The Governor's budget : A CTA view

Unfortunately the press and T.V. such as California Connected will not print the teachers viewpoint. We are reduced to sound bites and chants at demonstrations.
Here is an article from the CTA journal for teachers, California Educator, explaining their viewpoint.


One of the first lessons teachers share with young children is the importance of keeping their word. For that reason, it came as a complete shock when the governor of California broke his promise to protect funding for public schools.

Last year, Gov. Arnold Schwarzenegger borrowed $2 billion from the education budget, with the assurance that he would pay the money back. He vowed that schools would receive their fair share of any additional state revenue and that more harmful cuts would be avoided in future years. Education funding, he emphasized, would only be cut "over my dead body."
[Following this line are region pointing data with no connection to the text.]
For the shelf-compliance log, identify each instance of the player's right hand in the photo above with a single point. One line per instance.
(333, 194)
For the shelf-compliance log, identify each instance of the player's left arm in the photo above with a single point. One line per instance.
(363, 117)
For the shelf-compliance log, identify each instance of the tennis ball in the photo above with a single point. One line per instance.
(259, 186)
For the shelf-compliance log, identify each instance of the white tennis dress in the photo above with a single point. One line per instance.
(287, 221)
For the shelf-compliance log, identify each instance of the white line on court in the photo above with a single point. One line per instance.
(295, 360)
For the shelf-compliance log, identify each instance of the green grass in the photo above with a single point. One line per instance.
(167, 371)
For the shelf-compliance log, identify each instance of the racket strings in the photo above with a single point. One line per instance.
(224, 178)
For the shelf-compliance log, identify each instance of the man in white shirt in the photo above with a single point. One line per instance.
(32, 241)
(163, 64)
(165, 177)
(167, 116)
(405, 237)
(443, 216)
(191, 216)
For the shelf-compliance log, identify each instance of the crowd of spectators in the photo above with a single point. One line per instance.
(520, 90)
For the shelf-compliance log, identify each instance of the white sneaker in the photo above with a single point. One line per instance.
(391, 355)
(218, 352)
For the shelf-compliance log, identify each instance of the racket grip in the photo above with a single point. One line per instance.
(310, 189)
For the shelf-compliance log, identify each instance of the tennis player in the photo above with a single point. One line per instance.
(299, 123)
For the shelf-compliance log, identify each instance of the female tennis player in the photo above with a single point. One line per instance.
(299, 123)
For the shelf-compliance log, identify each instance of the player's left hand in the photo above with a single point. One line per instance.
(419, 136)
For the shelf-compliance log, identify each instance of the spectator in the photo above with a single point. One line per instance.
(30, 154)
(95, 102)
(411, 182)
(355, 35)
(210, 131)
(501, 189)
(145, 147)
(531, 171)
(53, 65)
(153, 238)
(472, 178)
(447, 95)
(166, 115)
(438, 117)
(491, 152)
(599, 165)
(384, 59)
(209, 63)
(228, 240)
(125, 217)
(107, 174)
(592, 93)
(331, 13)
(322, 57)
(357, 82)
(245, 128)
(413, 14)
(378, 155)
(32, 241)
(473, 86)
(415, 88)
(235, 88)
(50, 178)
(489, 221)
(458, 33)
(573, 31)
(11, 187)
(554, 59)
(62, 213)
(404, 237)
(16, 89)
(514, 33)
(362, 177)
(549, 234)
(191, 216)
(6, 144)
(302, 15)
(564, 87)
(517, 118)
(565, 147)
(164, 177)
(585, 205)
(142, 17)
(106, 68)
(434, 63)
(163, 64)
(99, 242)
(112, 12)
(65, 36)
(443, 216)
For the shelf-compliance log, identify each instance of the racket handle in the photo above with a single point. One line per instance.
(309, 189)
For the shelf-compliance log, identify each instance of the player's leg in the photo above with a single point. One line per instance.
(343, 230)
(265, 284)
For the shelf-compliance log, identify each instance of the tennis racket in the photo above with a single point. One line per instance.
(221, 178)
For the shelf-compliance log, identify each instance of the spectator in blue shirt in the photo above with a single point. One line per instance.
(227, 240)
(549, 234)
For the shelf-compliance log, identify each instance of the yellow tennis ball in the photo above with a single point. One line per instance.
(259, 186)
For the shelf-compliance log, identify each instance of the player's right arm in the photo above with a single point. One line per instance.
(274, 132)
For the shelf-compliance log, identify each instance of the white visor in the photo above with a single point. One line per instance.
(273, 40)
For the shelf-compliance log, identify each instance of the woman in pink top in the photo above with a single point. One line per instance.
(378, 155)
Now, even though state revenues are up, the governor is refusing to pay the money back. Even worse, he wants to destroy Proposition 98's minimum funding guarantees for education, which were put in place by a majority of the state's voters. His proposals would allow multiple rounds of midyear cuts across the board.

The net effect is estimated at $25,000 less for every classroom in the state.
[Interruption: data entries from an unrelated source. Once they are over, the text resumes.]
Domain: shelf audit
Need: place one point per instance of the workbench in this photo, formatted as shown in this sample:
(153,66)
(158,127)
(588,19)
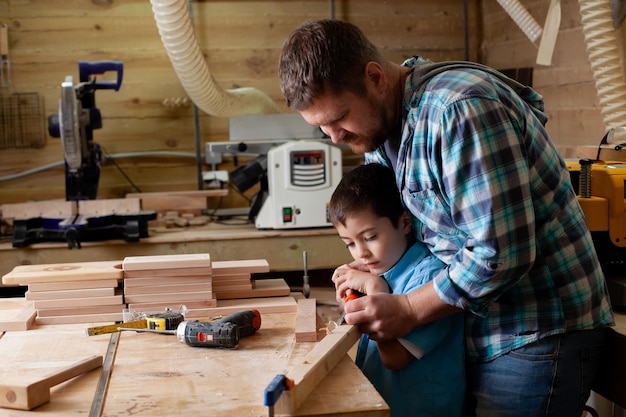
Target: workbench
(155,375)
(281,248)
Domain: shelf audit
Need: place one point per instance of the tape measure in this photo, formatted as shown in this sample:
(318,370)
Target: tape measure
(167,320)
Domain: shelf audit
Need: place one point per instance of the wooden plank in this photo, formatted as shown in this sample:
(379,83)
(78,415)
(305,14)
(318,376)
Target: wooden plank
(180,273)
(315,367)
(170,288)
(262,288)
(231,277)
(17,320)
(72,285)
(49,208)
(178,297)
(82,318)
(109,206)
(79,302)
(77,311)
(156,281)
(251,266)
(183,201)
(264,305)
(79,271)
(306,320)
(160,262)
(68,294)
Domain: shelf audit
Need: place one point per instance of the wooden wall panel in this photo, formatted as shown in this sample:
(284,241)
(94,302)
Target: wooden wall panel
(241,41)
(567,85)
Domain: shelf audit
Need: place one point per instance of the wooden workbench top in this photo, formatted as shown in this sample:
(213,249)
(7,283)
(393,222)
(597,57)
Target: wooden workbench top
(155,375)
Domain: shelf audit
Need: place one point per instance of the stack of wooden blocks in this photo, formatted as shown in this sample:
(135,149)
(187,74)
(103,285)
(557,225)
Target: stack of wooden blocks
(92,292)
(168,279)
(72,293)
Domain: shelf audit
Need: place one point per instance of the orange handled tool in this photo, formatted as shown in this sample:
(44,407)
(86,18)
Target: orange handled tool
(354,294)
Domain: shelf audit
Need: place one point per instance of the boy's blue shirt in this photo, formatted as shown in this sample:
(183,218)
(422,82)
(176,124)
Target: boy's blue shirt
(435,384)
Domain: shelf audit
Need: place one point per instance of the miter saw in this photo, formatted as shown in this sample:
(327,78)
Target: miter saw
(78,116)
(603,200)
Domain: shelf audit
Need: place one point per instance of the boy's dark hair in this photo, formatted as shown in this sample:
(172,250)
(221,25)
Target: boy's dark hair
(320,56)
(369,186)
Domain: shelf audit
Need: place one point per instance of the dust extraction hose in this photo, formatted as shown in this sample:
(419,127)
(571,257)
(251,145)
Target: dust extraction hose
(603,51)
(178,37)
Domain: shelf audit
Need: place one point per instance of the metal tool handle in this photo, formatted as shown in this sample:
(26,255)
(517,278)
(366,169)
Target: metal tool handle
(86,69)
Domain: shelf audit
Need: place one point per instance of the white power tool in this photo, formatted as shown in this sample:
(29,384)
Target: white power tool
(301,177)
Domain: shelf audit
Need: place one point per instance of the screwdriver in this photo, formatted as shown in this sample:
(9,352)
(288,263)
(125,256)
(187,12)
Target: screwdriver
(354,294)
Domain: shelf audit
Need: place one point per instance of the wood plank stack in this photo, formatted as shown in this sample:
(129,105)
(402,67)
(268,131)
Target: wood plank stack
(168,280)
(72,293)
(153,283)
(91,292)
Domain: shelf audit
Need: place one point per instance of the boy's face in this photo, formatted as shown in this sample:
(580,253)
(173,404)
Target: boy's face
(373,240)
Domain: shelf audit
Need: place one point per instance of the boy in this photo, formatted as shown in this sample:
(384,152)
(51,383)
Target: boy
(422,373)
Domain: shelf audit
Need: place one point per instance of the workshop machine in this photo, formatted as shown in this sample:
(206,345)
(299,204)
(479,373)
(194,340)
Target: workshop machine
(75,122)
(297,175)
(77,118)
(602,196)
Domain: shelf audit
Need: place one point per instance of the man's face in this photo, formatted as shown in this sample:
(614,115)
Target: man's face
(363,123)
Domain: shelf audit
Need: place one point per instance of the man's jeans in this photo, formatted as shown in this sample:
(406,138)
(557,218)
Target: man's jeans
(551,377)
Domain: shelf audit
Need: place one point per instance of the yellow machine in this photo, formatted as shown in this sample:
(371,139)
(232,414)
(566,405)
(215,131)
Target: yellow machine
(602,196)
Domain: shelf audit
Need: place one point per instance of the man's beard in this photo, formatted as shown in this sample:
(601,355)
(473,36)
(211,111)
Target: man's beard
(374,136)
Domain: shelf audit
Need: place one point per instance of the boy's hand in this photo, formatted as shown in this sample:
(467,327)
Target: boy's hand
(347,279)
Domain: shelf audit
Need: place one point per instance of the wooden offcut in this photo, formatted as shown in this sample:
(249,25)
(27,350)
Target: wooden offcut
(18,320)
(306,320)
(315,367)
(79,271)
(29,395)
(166,262)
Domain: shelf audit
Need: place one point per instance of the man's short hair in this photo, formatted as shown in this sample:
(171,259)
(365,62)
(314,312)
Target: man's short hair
(324,56)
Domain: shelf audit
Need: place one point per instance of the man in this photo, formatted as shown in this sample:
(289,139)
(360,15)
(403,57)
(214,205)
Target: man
(490,196)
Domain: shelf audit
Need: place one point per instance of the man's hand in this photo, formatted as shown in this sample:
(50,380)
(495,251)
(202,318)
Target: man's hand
(391,316)
(382,316)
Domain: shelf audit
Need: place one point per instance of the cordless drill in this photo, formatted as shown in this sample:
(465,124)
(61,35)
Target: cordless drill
(222,333)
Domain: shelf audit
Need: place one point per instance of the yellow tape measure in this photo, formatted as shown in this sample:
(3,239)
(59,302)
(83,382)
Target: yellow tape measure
(168,320)
(112,328)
This loss compounds the more than $9.8 billion in cuts California schools have suffered over the past four years, which already places the state at 44th in the nation in per-pupil funding; 50th in the number of guidance counselors, librarians and computers per student; 49th in teacher-student ratio; and 50th in library books per student.
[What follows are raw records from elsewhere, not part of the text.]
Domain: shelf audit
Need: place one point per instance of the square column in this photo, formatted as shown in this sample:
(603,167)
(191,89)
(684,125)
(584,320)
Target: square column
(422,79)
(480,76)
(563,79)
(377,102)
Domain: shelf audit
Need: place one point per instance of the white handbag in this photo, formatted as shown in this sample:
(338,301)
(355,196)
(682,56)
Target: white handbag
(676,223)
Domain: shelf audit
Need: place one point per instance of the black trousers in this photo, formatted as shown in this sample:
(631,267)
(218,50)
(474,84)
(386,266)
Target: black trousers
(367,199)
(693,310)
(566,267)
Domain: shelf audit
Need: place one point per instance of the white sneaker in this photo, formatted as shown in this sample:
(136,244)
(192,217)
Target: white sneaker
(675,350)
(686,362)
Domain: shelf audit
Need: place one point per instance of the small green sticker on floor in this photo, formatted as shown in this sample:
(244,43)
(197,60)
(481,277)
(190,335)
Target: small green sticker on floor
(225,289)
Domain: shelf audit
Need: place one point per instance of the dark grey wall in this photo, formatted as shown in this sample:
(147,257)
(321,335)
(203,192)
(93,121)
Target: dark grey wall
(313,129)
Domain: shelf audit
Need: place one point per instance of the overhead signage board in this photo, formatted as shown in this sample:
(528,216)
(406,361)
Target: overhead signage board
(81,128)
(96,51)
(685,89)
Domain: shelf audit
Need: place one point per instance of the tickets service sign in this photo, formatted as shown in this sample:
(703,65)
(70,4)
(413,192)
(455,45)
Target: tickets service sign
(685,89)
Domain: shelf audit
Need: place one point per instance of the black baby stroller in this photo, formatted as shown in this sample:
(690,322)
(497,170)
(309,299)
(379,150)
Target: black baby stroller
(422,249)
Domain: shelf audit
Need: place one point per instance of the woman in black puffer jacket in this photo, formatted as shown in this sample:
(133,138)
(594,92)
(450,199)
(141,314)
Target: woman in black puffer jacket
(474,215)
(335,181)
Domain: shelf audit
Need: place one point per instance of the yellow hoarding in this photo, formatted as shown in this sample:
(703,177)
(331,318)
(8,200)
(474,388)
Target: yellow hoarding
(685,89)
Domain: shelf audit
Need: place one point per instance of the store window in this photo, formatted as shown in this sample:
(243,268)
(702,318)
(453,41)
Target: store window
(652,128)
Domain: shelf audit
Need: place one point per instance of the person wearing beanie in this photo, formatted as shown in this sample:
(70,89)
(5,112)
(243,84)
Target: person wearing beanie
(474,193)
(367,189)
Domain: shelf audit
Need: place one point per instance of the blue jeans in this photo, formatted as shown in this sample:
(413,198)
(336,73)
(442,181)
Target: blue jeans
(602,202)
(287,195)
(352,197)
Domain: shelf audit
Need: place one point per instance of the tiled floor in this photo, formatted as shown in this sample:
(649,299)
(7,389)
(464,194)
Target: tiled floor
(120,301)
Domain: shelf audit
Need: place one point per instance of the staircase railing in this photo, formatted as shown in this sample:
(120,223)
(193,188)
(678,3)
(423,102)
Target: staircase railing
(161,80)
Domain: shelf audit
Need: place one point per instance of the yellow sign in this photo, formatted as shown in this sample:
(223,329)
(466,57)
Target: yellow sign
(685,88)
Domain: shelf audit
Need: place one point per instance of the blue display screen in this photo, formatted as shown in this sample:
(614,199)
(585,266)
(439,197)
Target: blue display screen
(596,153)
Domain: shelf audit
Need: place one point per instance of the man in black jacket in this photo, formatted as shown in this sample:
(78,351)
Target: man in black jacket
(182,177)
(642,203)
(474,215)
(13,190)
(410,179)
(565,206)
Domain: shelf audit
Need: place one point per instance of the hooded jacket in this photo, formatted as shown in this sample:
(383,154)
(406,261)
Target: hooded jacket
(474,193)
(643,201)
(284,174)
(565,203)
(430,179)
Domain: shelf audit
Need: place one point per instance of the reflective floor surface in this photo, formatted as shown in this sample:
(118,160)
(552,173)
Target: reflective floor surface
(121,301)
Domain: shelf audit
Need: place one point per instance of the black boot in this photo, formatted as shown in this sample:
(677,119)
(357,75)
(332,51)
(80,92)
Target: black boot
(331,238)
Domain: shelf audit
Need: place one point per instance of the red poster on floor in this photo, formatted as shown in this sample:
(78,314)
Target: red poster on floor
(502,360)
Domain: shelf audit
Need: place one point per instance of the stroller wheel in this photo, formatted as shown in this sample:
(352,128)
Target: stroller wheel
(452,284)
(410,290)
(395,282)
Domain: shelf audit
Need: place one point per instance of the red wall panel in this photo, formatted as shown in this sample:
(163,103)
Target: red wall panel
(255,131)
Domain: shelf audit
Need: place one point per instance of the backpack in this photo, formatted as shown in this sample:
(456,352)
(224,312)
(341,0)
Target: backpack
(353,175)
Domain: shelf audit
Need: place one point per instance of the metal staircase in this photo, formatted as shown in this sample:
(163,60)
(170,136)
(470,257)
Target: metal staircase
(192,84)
Instead of helping teachers get adequate resources, the governor has labeled them special interests that the state must combat. Meanwhile, he has allied himself with big drug, oil and insurance companies that are raising millions of dollars to help him get voter approval for proposals designed to divert public attention from the real problems facing California schools.

In addition to gutting Prop. 98 guarantees, the governor is proposing other so-called reform measures:
• Instituting merit pay for teachers, which along with other employment decisions would be based on teacher performance as determined by student test scores on state-adopted standardized tests.
• Requiring teachers to teach for five years before gaining permanent status and thus the right to due process protections, and allowing permanent teachers to be dismissed if they receive two unsatisfactory evaluations in a row.
• Prohibiting pensions for teachers and other public employees hired after July 1, 2007, leaving them instead in unpredictable 401(k)-style investment plans.
• Silencing the voices of teachers and other public employees by restricting their unions' political activities and entangling them in unnecessary paperwork that will waste scant resources.
Saying he wants to take his so-called reform measures directly to the people rather than work within the legislative process, Gov. Schwarzenegger is proposing a special election for November that would cost $70 million in taxpayer money.

CTA contends that big corporations are the real "special interests" that stand to benefit from his proposals. Voters are "overwhelmingly opposed" to holding a special election this year, especially when told the price tag, according to the San Francisco Chronicle.

Instead of trying to work with elected officials, the governor spends his time appearing at fundraisers and media events and posing with a giant spigot that spouts red ink. Such theatrics only mask the real issues facing California.

What follows is a look at the proposals the governor has made and what their implications are for schools.

The more California residents understand how the governor's proposals endanger public education, the angrier they become.

Even though public anger is reaching a fever pitch, the fight has only just begun and will likely continue until November and possibly longer. "We must remember that teachers are powerful voices in our communities - and we are in every community in the state," says CTA President Barbara E. Kerr. If teachers don't get involved in fighting to beat back the governor's attacks, "our classrooms and our profession will be suffering a year from now in ways that are painful to imagine."